Майор печально покачал головой.
— Тетка к себе в гости зовет. Ей некому огород перекопать…
— Огород?.. Не фронт?..
— Никак нет. Вот письмо.
Он протянул распечатанный треугольник. Думал, что доктор его не возьмет, но тот принял лист, развернул и пробежал глазами.
— Оно и правильно… Астрахань, капуста, арбузы и прочие помидоры. Девки опять же там… — мечтательно проговорил он, будто в Ташкенте не хватало арбузов и девок. — Ну что, вечером выпишем… В среду перекомиссия…
— Мне бы быстрей. У меня тут на аэродроме приятель, он вылетает днем… Обещал взять…
— Но документы… Перекомиссия…
— Я это улажу сам.
* * *
А жизнь меж тем шла.
Часовой у входа в комендатуру по-прежнему проверял документы Бойко. Но рассмотрев внимательней, возвращал их с легким, почти незаметным поклоном.
Зотов и вовсе при встрече вытягивался во фронт.
Бойко это жутко смущало, и он то отводил глаза, чтоб не видеть подобного, то набирался смелости…
— Вольно, старшина… В смысле…
— Вот ведь как, — говорил Зотов, поймав взгляд сыскаря, — как бы власть не крутилась, а вам командовать — мне исполнять…
Утром Отто подал Бойко тоненькую папку.
— Что это? — спросил Владимир.
— Это досье на Сергея Колесникова.
Папка содержала фото и семь листов, которые Бойко небрежно пролистал, затем вернул папку:
— Простите, не читаю по-немецки…
— Ах да, совершенно забыл, простите…
— Ваше дело не выглядит серьезным. Не умеете вы все же дела шить. Кстати, откуда оно?
— Приятель из Абвера передал. Колесник был у них в оперативной разработке. Но от него отказались — слишком независимый.
— Это есть… Впрочем, он может работать и в команде. Только подберет он ее под себя.

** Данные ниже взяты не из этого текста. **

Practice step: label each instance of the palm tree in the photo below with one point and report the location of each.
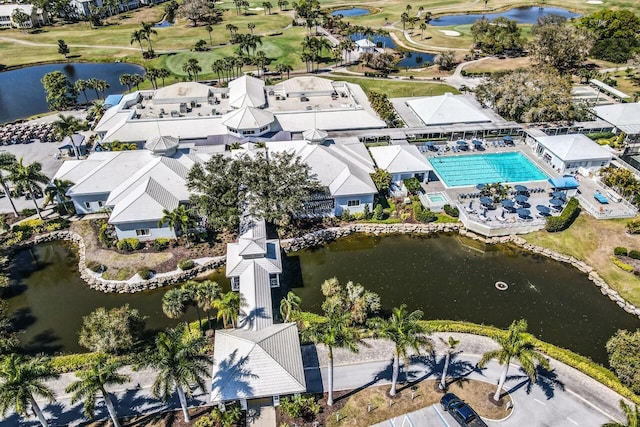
(207, 292)
(289, 305)
(57, 191)
(181, 218)
(28, 179)
(515, 345)
(180, 361)
(21, 380)
(174, 303)
(7, 163)
(67, 126)
(228, 308)
(632, 415)
(102, 372)
(406, 332)
(451, 345)
(336, 332)
(163, 73)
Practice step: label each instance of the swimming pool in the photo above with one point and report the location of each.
(460, 171)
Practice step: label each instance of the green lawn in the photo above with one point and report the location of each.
(593, 241)
(398, 89)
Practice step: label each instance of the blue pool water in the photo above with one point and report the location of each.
(460, 171)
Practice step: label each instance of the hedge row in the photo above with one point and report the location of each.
(581, 363)
(566, 218)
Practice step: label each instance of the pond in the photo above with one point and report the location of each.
(48, 299)
(22, 94)
(523, 15)
(410, 58)
(450, 277)
(354, 11)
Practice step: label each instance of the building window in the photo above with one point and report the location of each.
(273, 280)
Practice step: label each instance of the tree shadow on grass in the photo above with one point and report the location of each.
(546, 380)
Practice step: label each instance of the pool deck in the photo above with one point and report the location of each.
(488, 224)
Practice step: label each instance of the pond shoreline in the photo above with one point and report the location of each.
(318, 238)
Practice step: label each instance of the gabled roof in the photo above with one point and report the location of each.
(625, 117)
(117, 167)
(247, 118)
(169, 172)
(447, 109)
(574, 147)
(144, 203)
(246, 91)
(400, 158)
(252, 364)
(343, 167)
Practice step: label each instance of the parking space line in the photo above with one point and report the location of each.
(573, 421)
(435, 408)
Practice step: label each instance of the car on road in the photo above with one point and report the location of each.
(461, 411)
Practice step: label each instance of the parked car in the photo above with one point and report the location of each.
(461, 411)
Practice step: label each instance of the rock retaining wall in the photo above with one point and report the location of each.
(318, 238)
(135, 284)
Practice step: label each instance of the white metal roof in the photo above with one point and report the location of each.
(246, 91)
(447, 109)
(400, 158)
(342, 166)
(144, 203)
(247, 118)
(574, 147)
(251, 364)
(625, 117)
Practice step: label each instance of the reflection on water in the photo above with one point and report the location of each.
(450, 277)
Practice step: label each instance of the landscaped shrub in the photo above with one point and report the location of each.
(128, 245)
(633, 227)
(566, 218)
(623, 265)
(451, 211)
(161, 244)
(299, 406)
(620, 251)
(635, 254)
(186, 264)
(144, 273)
(412, 185)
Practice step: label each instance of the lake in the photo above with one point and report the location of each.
(22, 94)
(446, 276)
(523, 15)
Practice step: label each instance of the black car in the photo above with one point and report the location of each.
(461, 411)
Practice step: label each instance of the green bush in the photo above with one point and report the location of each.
(620, 251)
(635, 254)
(186, 264)
(623, 265)
(299, 406)
(566, 218)
(633, 227)
(412, 185)
(161, 244)
(452, 211)
(129, 245)
(145, 273)
(581, 363)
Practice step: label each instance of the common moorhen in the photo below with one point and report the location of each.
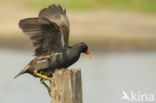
(49, 33)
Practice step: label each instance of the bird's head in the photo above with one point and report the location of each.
(84, 49)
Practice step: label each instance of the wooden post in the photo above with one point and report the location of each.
(67, 87)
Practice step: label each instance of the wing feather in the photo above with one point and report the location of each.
(49, 32)
(56, 14)
(45, 35)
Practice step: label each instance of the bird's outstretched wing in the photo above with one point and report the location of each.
(49, 32)
(56, 14)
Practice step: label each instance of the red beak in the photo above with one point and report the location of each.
(88, 54)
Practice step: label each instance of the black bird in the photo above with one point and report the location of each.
(49, 33)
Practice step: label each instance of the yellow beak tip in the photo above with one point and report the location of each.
(89, 56)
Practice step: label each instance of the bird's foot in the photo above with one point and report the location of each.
(41, 75)
(48, 88)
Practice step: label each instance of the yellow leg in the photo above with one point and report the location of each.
(48, 88)
(41, 75)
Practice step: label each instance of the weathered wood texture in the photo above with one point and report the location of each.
(67, 87)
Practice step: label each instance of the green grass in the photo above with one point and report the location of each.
(133, 5)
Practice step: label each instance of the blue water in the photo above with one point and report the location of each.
(104, 77)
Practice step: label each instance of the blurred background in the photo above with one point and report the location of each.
(121, 35)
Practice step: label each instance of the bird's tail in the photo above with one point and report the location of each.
(23, 71)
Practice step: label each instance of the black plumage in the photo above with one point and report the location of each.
(49, 33)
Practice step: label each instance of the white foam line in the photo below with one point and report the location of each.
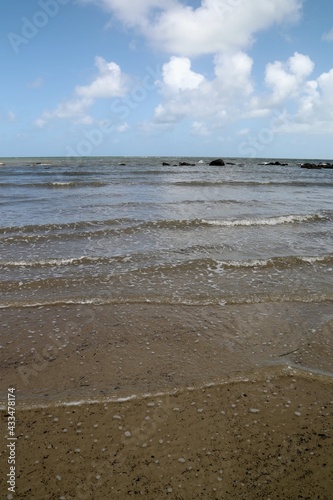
(273, 371)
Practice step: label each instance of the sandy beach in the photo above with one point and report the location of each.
(266, 438)
(169, 402)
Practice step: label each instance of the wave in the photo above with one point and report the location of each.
(274, 262)
(214, 183)
(56, 184)
(65, 226)
(93, 229)
(270, 221)
(74, 261)
(167, 300)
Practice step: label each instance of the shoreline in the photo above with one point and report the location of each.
(170, 402)
(92, 352)
(268, 438)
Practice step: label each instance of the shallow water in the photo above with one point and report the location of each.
(90, 230)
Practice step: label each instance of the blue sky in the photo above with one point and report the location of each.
(167, 77)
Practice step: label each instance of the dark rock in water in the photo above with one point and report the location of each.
(316, 166)
(218, 162)
(276, 163)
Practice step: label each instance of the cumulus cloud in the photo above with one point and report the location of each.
(189, 94)
(286, 79)
(215, 26)
(177, 75)
(109, 83)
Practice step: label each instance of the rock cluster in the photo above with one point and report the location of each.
(317, 166)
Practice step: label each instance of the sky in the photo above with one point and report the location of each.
(209, 78)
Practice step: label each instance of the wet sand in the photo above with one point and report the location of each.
(237, 408)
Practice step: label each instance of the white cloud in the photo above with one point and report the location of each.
(215, 26)
(287, 79)
(190, 94)
(177, 75)
(109, 83)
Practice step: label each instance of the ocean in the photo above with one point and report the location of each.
(131, 230)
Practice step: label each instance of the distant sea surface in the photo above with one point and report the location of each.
(131, 230)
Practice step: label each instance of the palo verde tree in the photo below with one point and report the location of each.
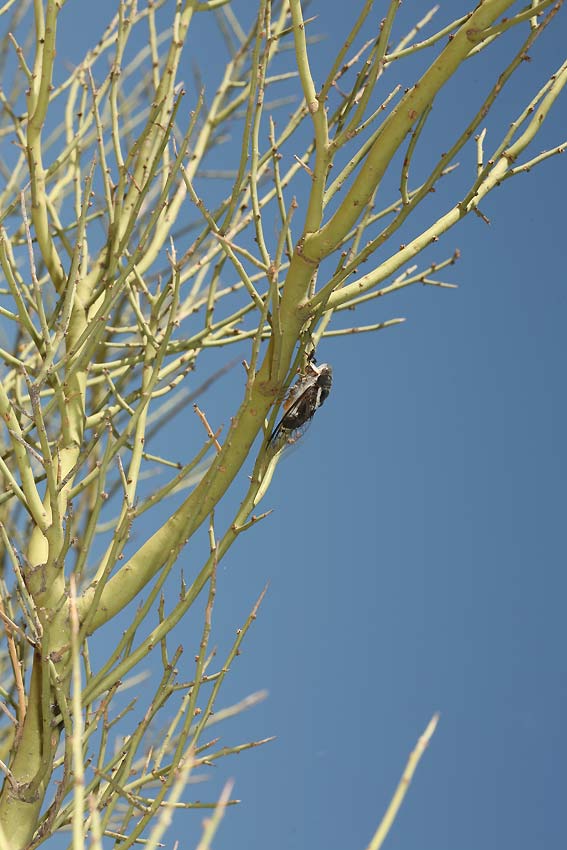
(109, 300)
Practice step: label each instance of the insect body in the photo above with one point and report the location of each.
(303, 400)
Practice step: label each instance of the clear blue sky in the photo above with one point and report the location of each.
(416, 553)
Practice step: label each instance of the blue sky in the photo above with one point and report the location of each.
(416, 553)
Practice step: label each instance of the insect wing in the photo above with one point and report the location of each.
(301, 404)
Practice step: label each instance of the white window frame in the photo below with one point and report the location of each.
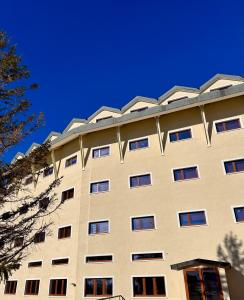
(178, 130)
(142, 216)
(99, 181)
(185, 167)
(151, 297)
(100, 147)
(190, 211)
(226, 120)
(138, 139)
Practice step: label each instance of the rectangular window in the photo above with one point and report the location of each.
(140, 180)
(228, 125)
(234, 166)
(142, 223)
(180, 135)
(39, 237)
(58, 287)
(239, 214)
(138, 144)
(34, 264)
(32, 287)
(102, 119)
(60, 261)
(99, 258)
(48, 171)
(149, 286)
(98, 227)
(97, 187)
(97, 287)
(10, 287)
(68, 194)
(101, 152)
(186, 173)
(64, 232)
(71, 161)
(147, 256)
(139, 109)
(192, 218)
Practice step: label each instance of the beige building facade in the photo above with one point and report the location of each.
(154, 202)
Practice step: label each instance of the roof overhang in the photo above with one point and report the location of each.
(200, 262)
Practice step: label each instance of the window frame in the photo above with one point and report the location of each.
(179, 130)
(229, 160)
(226, 120)
(139, 139)
(143, 216)
(100, 147)
(192, 211)
(99, 181)
(98, 277)
(233, 213)
(186, 167)
(139, 186)
(98, 221)
(149, 296)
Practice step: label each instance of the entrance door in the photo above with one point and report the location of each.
(203, 284)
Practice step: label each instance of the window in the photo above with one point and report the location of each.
(60, 261)
(139, 109)
(149, 286)
(147, 256)
(99, 258)
(97, 187)
(29, 180)
(102, 119)
(58, 287)
(142, 223)
(34, 264)
(48, 171)
(239, 214)
(100, 152)
(68, 194)
(192, 218)
(10, 287)
(228, 125)
(71, 161)
(32, 287)
(98, 227)
(39, 237)
(180, 135)
(64, 232)
(140, 180)
(18, 242)
(234, 166)
(185, 173)
(96, 287)
(138, 144)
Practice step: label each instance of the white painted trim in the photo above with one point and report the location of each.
(189, 211)
(233, 213)
(99, 181)
(228, 119)
(95, 277)
(140, 174)
(100, 147)
(142, 216)
(150, 275)
(138, 139)
(179, 130)
(185, 167)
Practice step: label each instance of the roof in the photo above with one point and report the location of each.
(200, 262)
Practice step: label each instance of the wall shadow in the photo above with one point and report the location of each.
(231, 250)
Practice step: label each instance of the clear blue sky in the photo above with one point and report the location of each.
(85, 54)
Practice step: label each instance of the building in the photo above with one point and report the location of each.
(154, 201)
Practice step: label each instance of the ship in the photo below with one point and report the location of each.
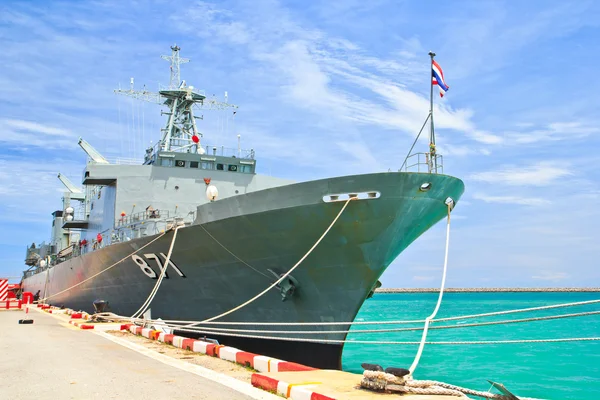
(237, 232)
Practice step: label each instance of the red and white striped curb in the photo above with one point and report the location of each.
(99, 327)
(294, 391)
(256, 361)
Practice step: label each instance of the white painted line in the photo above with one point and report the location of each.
(225, 380)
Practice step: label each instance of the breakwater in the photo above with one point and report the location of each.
(483, 290)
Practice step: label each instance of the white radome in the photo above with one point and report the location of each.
(212, 193)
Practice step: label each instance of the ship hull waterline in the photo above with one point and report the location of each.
(238, 246)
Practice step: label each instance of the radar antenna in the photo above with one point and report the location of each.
(180, 133)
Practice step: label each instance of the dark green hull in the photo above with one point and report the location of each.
(270, 230)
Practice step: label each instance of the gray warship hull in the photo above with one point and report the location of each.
(236, 247)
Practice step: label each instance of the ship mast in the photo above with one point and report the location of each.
(180, 133)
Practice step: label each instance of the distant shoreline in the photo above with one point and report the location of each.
(482, 290)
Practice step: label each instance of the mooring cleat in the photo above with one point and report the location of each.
(371, 367)
(399, 372)
(500, 387)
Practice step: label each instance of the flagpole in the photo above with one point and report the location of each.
(433, 160)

— Интересно, а где сейчас обитает шайка Колесника?
Бойко тяжело промолчал.
— А вам не интересно? — спросил тогда Ланге.
— Нет, не интересно.
— А почему?
— Потому что я знаю — он живет где-то на Шанхаях.
— Тогда отчего бы нам не пойти и не арестовать их?
— А еще говорите, в Китае были. Неужели в Шанхае можно найти человека, если он не желает быть найденным?
— Мне кажется, это вы его не хотите искать… Слушайте, у меня отличный план. А давайте скажем, что в Шанхаях полно евреев. Гестапо устроит там облаву, а мы пропустим всех через мелкое сито?
— Что за замашки, Отто? Вы разве уже брезгуете работать чисто?.. Да и Шанхаи такое место — можно залить газолином на метр, выжечь его подчистую до полного остекленения почвы, но будьте уверены — кто-то да уйдет, уцелеет. Клоповник он и есть клоповник. Если хотите — можете попробовать. Но потом не говорите, что я вас не предупреждал.
Ланге остался недовольным, но кивнул:
— Из Абвера так же сообщают… Вы знаете, где Сходня?
— Знаю. Километров пятнадцать от города. Там маленькое кладбище и церквушка при нем была… Ее переделали в шашлычную.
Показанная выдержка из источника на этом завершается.